Although Dean Tyson is correct that Berkeley's student newspaper, The Daily Californian, which we quoted, was mistaken in reporting that corporate logos appear throughout the Haas School of Business, numerous buildings and rooms at Haas (the Wells Fargo Conference Room, the BankAmerica Forum) are named after corporate donors -- a practice that is understandably controversial at a public university, just as it would be at a public grade school. Yes, Haas is a school, not a business (we never state otherwise). But the increase of corporate-endowed chairs and buildings risks eroding that distinction, by allowing corporate donors to have their names affiliated with our leading public universities. Such affiliations confer immense prestige, even if corporations do not exert any direct control over the schools' affairs.
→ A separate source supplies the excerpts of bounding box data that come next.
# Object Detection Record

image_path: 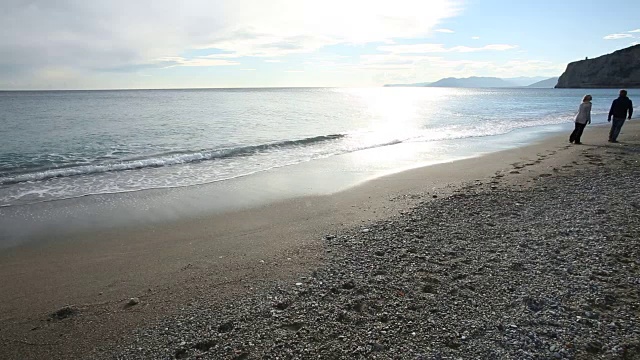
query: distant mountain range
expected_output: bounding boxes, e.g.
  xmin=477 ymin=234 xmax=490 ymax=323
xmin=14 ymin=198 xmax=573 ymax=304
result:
xmin=385 ymin=76 xmax=558 ymax=88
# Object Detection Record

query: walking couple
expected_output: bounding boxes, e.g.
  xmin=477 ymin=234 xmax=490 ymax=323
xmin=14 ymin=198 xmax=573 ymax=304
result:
xmin=569 ymin=90 xmax=633 ymax=145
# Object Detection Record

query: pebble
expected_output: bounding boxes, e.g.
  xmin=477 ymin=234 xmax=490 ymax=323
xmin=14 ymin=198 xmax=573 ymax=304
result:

Although Dean Tyson seems to believe that Haas students and faculty have no qualms about such ties, there is abundant evidence that many at U.C. Berkeley do. The Daily Californian reported that some people at Berkeley questioned using The Gap in an introductory business course, "because one of Haas' major contributors is Don Fisher, the owner and founder of the Gap, Inc." Also, after Berkeley signed a five-year, $25 million sponsored-research deal with Novartis, a survey of faculty members in the College of Natural Resources revealed that more than half believed it would compromise academic freedom and the university's commitment to research in the name of the public good.
Finally, it is true that researchers at the University of California must disclose financial ties, but this is because public universities are subject to the public-disclosure laws of their states. Filing a request for such information is inherently cumbersome, however, and at private institutions the information is harder to obtain. A recent study we cited found that a mere 0.5 percent of articles in journals and other scholarly publications include information about the authors' financial ties.
The Atlantic Monthly; July 2000; Letters - 00.07; Volume 286, No. 1; page 6-11.